She's supposedly bred as well. 
Not really a plus to me, unless it goes smoothly/perfectly & ends up a mare. Since mares don't need isolation until after castration...



There's also an adorable ass mule, but I'm pretty sure that she's a dwarf & I can't take on that responsibility. But omg, look how fluffy!!


----------



## thistlebloom (Jan 15, 2020)

secuono said:


> She's supposedly bred as well.
> Not really a plus to me, unless it goes smoothly/perfectly & ends up a mare. Since mares don't need isolation until after castration...
> 
> 
> ...



I've never heard that term. Would she be a hinny? (sire stallion/dam donkey)


----------



## Duckfarmerpa1 (Jan 15, 2020)

These little t minis sure are cuties!!


----------



## secuono (Jan 15, 2020)

thistlebloom said:


> I've never heard that term.

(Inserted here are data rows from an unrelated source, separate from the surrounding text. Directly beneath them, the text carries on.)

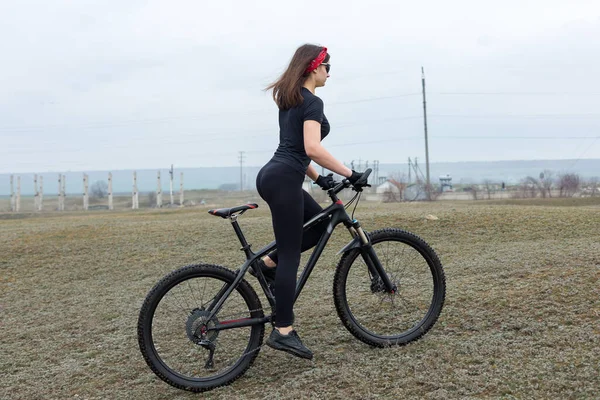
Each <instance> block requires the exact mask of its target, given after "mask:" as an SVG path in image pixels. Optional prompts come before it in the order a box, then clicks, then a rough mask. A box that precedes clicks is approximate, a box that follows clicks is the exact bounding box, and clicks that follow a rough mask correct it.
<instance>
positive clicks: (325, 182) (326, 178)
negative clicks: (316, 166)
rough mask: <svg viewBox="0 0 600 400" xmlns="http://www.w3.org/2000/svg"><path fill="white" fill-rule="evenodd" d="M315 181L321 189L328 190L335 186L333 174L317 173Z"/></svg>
mask: <svg viewBox="0 0 600 400" xmlns="http://www.w3.org/2000/svg"><path fill="white" fill-rule="evenodd" d="M315 183H316V184H317V185H319V186H321V189H323V190H329V189H331V188H332V187H334V186H335V181H334V180H333V174H328V175H327V176H323V175H319V177H318V178H317V180H316V181H315Z"/></svg>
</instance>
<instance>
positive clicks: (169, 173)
mask: <svg viewBox="0 0 600 400" xmlns="http://www.w3.org/2000/svg"><path fill="white" fill-rule="evenodd" d="M169 175H171V180H170V183H169V189H170V190H169V191H170V193H171V206H172V205H173V203H174V202H175V200H173V164H171V170H170V171H169Z"/></svg>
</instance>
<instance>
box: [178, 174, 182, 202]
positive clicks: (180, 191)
mask: <svg viewBox="0 0 600 400" xmlns="http://www.w3.org/2000/svg"><path fill="white" fill-rule="evenodd" d="M179 207H183V172H182V173H181V175H180V178H179Z"/></svg>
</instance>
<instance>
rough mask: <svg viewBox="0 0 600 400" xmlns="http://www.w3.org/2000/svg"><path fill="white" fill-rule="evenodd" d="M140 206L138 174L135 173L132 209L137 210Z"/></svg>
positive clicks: (136, 173)
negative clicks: (139, 203) (137, 179)
mask: <svg viewBox="0 0 600 400" xmlns="http://www.w3.org/2000/svg"><path fill="white" fill-rule="evenodd" d="M138 207H139V204H138V192H137V172H135V171H133V192H132V194H131V208H132V209H133V210H137V209H138Z"/></svg>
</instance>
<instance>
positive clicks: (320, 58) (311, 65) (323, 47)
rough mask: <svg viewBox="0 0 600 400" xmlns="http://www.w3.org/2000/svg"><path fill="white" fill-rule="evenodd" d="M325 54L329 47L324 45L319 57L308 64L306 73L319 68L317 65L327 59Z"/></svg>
mask: <svg viewBox="0 0 600 400" xmlns="http://www.w3.org/2000/svg"><path fill="white" fill-rule="evenodd" d="M325 56H327V47H323V50H321V52H320V53H319V55H318V56H317V58H315V59H314V60H312V61H311V62H310V64H309V65H308V68H306V71H304V73H305V74H308V73H309V72H312V71H314V70H315V69H317V67H318V66H319V65H321V63H322V62H323V60H324V59H325Z"/></svg>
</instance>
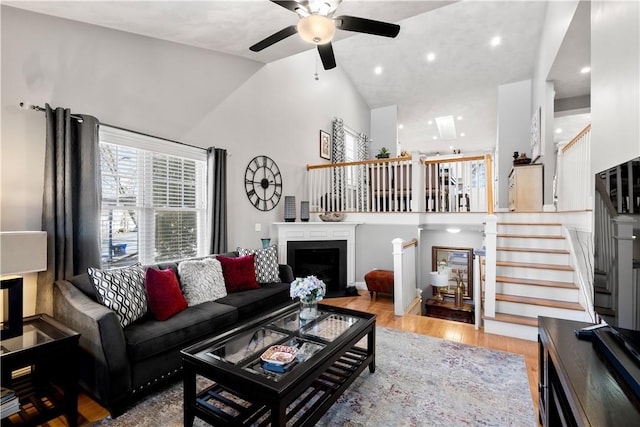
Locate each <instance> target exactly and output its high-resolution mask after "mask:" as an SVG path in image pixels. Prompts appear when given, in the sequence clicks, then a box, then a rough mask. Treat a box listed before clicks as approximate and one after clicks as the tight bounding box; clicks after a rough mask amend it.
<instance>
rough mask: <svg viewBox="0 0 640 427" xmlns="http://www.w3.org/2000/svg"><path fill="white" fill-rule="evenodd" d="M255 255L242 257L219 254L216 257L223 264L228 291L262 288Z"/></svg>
mask: <svg viewBox="0 0 640 427" xmlns="http://www.w3.org/2000/svg"><path fill="white" fill-rule="evenodd" d="M254 258H255V256H254V255H247V256H241V257H237V258H234V257H226V256H217V257H216V259H217V260H218V261H220V264H222V275H223V276H224V286H225V287H226V288H227V292H228V293H232V292H239V291H246V290H248V289H260V286H259V285H258V282H257V281H256V267H255V264H254Z"/></svg>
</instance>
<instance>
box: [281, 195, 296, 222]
mask: <svg viewBox="0 0 640 427" xmlns="http://www.w3.org/2000/svg"><path fill="white" fill-rule="evenodd" d="M284 220H285V222H294V221H295V220H296V196H284Z"/></svg>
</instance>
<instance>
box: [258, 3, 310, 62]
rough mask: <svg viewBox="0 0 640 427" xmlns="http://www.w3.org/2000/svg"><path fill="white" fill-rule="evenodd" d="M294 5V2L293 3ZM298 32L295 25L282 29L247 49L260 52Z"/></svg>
mask: <svg viewBox="0 0 640 427" xmlns="http://www.w3.org/2000/svg"><path fill="white" fill-rule="evenodd" d="M293 3H295V2H293ZM297 32H298V29H297V28H296V26H295V25H290V26H288V27H286V28H283V29H282V30H280V31H278V32H277V33H274V34H271V35H270V36H269V37H267V38H266V39H264V40H262V41H259V42H258V43H256V44H254V45H253V46H251V47H250V48H249V49H250V50H252V51H254V52H260V51H261V50H262V49H265V48H267V47H269V46H271V45H272V44H275V43H278V42H279V41H280V40H284V39H286V38H287V37H289V36H291V35H293V34H295V33H297Z"/></svg>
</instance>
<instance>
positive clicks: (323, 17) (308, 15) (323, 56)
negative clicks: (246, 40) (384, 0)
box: [249, 0, 400, 70]
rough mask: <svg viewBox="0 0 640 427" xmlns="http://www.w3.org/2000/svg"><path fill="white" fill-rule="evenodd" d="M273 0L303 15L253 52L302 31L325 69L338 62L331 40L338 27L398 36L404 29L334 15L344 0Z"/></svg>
mask: <svg viewBox="0 0 640 427" xmlns="http://www.w3.org/2000/svg"><path fill="white" fill-rule="evenodd" d="M271 2H272V3H275V4H277V5H278V6H281V7H283V8H285V9H287V10H290V11H291V12H294V13H296V14H297V15H298V16H299V18H300V20H299V21H298V25H296V26H293V25H290V26H288V27H286V28H283V29H282V30H280V31H278V32H276V33H274V34H272V35H270V36H269V37H267V38H265V39H264V40H261V41H259V42H258V43H256V44H254V45H253V46H251V47H250V48H249V49H250V50H251V51H253V52H260V51H261V50H262V49H266V48H267V47H269V46H271V45H272V44H275V43H277V42H279V41H282V40H284V39H286V38H287V37H289V36H291V35H293V34H295V33H298V34H300V37H301V38H302V39H303V40H304V41H306V42H307V43H311V44H314V45H316V46H317V48H318V54H319V55H320V59H321V60H322V66H323V67H324V69H325V70H330V69H332V68H335V66H336V59H335V56H334V54H333V47H332V46H331V40H333V37H334V36H335V34H336V29H340V30H345V31H353V32H356V33H366V34H373V35H376V36H384V37H391V38H393V37H395V36H397V35H398V33H399V32H400V26H399V25H397V24H391V23H388V22H381V21H374V20H371V19H365V18H358V17H356V16H337V17H333V13H334V12H335V9H336V7H337V6H338V5H339V4H340V2H341V0H336V1H335V2H326V1H324V2H322V1H320V2H319V1H311V0H310V1H307V2H300V3H298V2H297V1H276V0H271Z"/></svg>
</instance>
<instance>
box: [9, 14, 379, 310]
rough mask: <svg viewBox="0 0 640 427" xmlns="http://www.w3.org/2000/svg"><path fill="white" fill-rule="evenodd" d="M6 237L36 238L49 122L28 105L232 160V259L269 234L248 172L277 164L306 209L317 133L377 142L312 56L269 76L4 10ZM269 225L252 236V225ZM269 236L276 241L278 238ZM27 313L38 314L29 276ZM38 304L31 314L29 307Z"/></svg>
mask: <svg viewBox="0 0 640 427" xmlns="http://www.w3.org/2000/svg"><path fill="white" fill-rule="evenodd" d="M1 19H2V21H1V23H2V26H1V31H2V41H1V43H2V45H1V47H2V50H1V52H2V58H1V60H2V63H1V65H2V73H1V74H2V75H1V89H2V100H1V112H0V114H1V119H2V131H1V135H2V141H1V142H0V150H1V171H0V178H1V182H0V191H1V194H2V198H1V200H0V215H1V216H0V230H3V231H10V230H40V229H41V214H42V201H41V200H42V183H43V164H44V124H45V123H44V115H43V114H42V113H36V112H27V111H19V110H18V109H17V105H18V103H19V102H21V101H25V102H31V103H34V104H38V105H42V106H43V105H44V104H45V103H47V102H48V103H49V104H51V105H52V106H54V107H58V106H61V107H67V108H70V109H71V111H72V112H74V113H83V114H90V115H93V116H95V117H97V118H98V119H99V120H101V121H102V122H104V123H108V124H111V125H115V126H119V127H123V128H127V129H131V130H135V131H140V132H144V133H148V134H152V135H156V136H160V137H164V138H168V139H173V140H179V141H182V142H185V143H188V144H192V145H196V146H200V147H209V146H216V147H221V148H226V149H228V150H229V153H230V155H231V156H230V158H229V163H228V181H229V186H228V193H229V236H230V238H229V248H230V249H235V247H236V246H246V247H258V246H259V245H260V240H259V239H260V238H261V237H266V236H268V235H269V230H268V229H269V227H268V224H271V223H273V222H276V221H281V220H282V217H283V206H282V205H283V203H280V204H279V205H278V206H277V207H276V209H274V210H273V211H271V212H266V213H265V212H260V211H258V210H256V209H255V208H253V207H252V206H251V205H250V204H249V202H248V199H247V197H246V195H245V193H244V188H243V177H244V172H245V168H246V166H247V163H248V162H249V160H250V159H251V158H253V157H254V156H256V155H259V154H266V155H268V156H270V157H272V158H273V159H274V160H275V161H276V162H277V163H278V165H279V167H280V169H281V171H282V174H283V180H284V186H283V190H284V194H286V195H295V196H296V198H297V200H303V199H304V197H305V194H306V185H305V181H304V179H305V177H306V171H305V166H306V165H307V164H315V163H319V162H321V159H320V157H319V130H320V129H324V130H326V131H330V130H331V120H332V119H333V117H334V116H339V117H342V118H343V119H344V120H345V124H347V125H349V126H350V127H352V128H354V129H356V130H358V131H362V132H367V133H368V132H369V130H370V129H369V124H370V111H369V108H368V106H367V105H366V103H365V102H364V101H363V100H362V98H361V97H360V96H359V94H358V93H357V92H356V90H355V89H354V88H353V85H352V84H351V82H350V81H349V79H348V78H347V77H346V76H345V75H344V73H343V72H342V71H341V70H340V67H339V66H338V68H336V69H334V70H331V71H328V72H322V73H321V74H320V80H319V81H316V80H314V78H313V74H314V72H315V55H317V53H316V52H315V50H313V49H311V50H309V51H308V52H305V53H302V54H300V55H297V56H294V57H291V58H287V59H284V60H282V61H279V62H276V63H272V64H269V65H266V66H264V65H263V64H260V63H257V62H254V61H250V60H247V59H242V58H237V57H233V56H229V55H225V54H218V53H214V52H211V51H207V50H204V49H198V48H192V47H188V46H184V45H180V44H177V43H170V42H165V41H160V40H155V39H151V38H148V37H142V36H137V35H133V34H129V33H125V32H120V31H114V30H110V29H105V28H101V27H96V26H92V25H87V24H82V23H78V22H74V21H69V20H64V19H59V18H54V17H49V16H45V15H40V14H34V13H31V12H26V11H22V10H18V9H13V8H10V7H7V6H2V16H1ZM256 223H261V224H263V230H264V231H263V232H261V233H256V232H255V231H254V225H255V224H256ZM271 235H272V236H274V235H275V232H272V233H271ZM26 279H27V283H26V284H25V288H26V289H25V294H26V295H25V314H29V313H33V310H34V307H35V297H34V295H33V294H34V289H35V287H34V286H35V285H34V283H35V280H34V279H33V278H31V277H27V278H26ZM31 302H33V306H32V307H29V306H28V305H29V304H31Z"/></svg>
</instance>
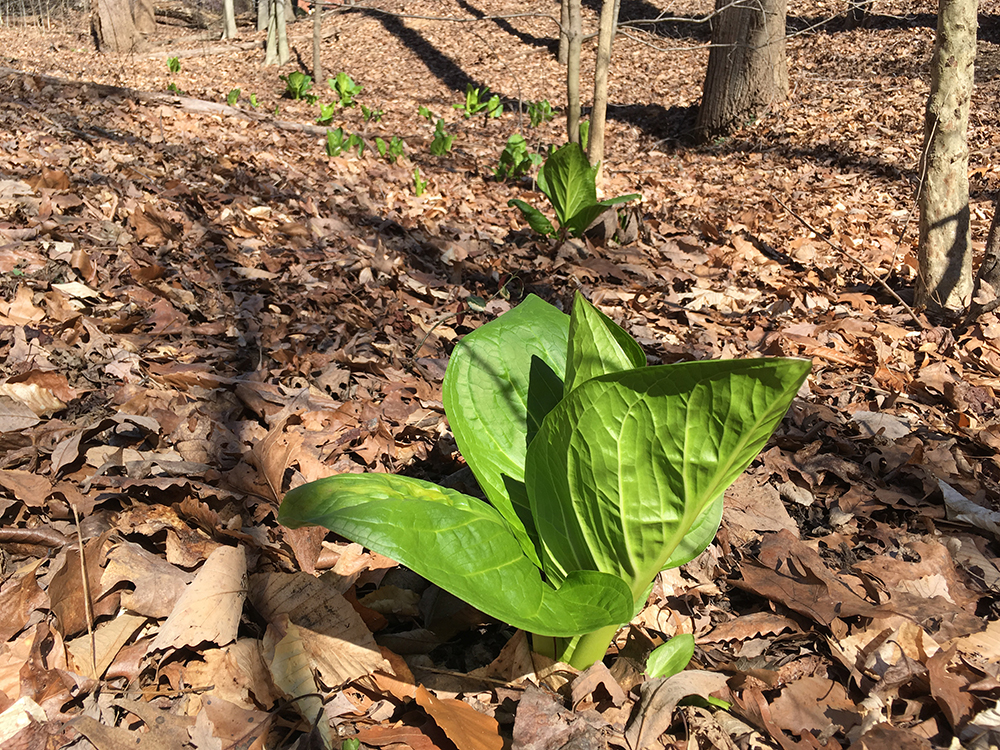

Would she be a hinny? (sire stallion/dam donkey)



The "adorable ass" mule? Similar to dumb ass, crazy ass.

Mom is the pregnant mini mare I'm potentially interested in.


----------



## secuono (Jan 15, 2020)

Turns out this person bought Otto the Babydoll wether from me in 2017. She has lots of critters for sale and I'm inquiring about the alpacas...
Been looking around for a 3rd alpaca for a couple weeks.

Edit-
They're female. Darn, nvm.


----------



## thistlebloom (Jan 15, 2020)

secuono said:


> There's also an adorable* ass mule,*



Oh! Hahaha! I wondered what an ass mule was.


----------



## Mini Horses (Jan 15, 2020)

secuono said:


> Okay, so, the sheep probably won't work out, but, they will have the same cross lambs born in the spring.
> 
> Not sure yet on the mini.




Hmmm...for a minute I thought you had found your mind.  Guess not.   LOL   You are still shopping.   

The 2nd mare that "may" be pregnant, she is dam to the mule?  and how/whom bred her now?  The same Jack or a stallion?    agree with promise, silver bay, not pally.  We're waiting on decisions.


----------



## secuono (Jan 16, 2020)

I think the mini isn't gonna work out. 


I'm picking up a brown, 2yr stud alpaca this weekend, though. 
I believe it's this one.


----------



## secuono (Jan 17, 2020)

Found 5 smallish local minis...didn't decide to message until tonight. Now my favorite is potentially taken.

Earlier, I found a tiny mini, but well out of state & seller isn't sure if splitting the 2 she has 4sale is what she wants to do.


----------